The sun, just brushing the tree tops, was disappearing fast.
At a full run, I refused to let go of Henry’s hand. Just before the wood planks came to an abrupt stop, Henry’s hand jerked free. With too much momentum built up, I couldn’t stop. I was already flying through the air, arms stretched out to the side for a few seconds before I brought my hands together and sliced into the choppy water.
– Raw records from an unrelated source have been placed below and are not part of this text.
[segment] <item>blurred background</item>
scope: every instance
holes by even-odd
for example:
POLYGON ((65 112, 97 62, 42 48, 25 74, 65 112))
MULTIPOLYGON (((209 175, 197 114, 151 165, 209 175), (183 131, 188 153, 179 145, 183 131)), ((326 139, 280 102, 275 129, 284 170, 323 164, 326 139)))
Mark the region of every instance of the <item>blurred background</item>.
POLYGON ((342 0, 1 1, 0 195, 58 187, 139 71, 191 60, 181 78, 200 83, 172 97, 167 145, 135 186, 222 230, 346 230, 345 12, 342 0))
Beneath the surface, I felt my legs fuse together, my tail propelling me through the cool, dark world we came from.
Oh how I’d missed that feeling, that feeling of belonging to the place I was. I would have kept going, the other world nearly forgotten already, but something stopped me. My heart let me go no further, pulled me back to the surface. I stayed where I was, for just seconds, before turning back to where I’d just come from.
His hair, normally a golden blond, turned to a fiery shade of red in the disappearing light. He stood there, jaw slack, at the end of the dock. Terror filled his eyes as he stared at me.
“Henry, you have to trust me. I know it’s been a long time, but this is where you belong. You don’t belong up there. We belong down here. We’re merfolk.” The sun, half hidden now, sent me into panic mode. “Henry, please. Jump in. You’ll die if you don’t.”
Strong hands wrapped around my tail and pulled me under, but I fought free and surfaced again. “Henry!”
He jumped when I screamed his name.
I grabbed his ankle, the only thing I could reach. “It’s happening, Henry. Now! You need to jump in.” Hands tried to drag me down, but I held on. Without Henry, life below the surface was no life at all. I would rather die with him than live without him.
A tear dripped from his lashes and slid down his cheek, glistening in that last ray of sunlight.
“I’m sorry.” His voice, barely a whisper in the roar of the wind as the freeze overtook him.
“Henry!” I sobbed as his form turned to ice. Another pull from below, but it was too late; everything above the surface was already frozen.
We stayed that way. For one hundred years, I held on to my love, part above the water, part below. Through the birth of our children, I survived, half frozen, half alive.
When dawn finally broke again, the ice began to melt, and the world above turned green again. I’d held enough life in me below the surface that I survived above the surface too.
But my poor Henry. Turned into petrified wood, he was destined to remain dead in our world and the world he’d so stubbornly refused to leave.
As I slipped beneath the surface, I wept. Our children would never know their father. Our children!
The twins, Trista and Ewan, waited with my sister. She’d made it back with her love, and together, they’d raised my children as their own. I embraced my children, both so much of their father in their appearance.
“How you survived is beyond my doing.” Clarice, the queen, adjusted her crown as she spoke. “You risked your life for his.”
“Live with him. Or die without. There was no other choice.”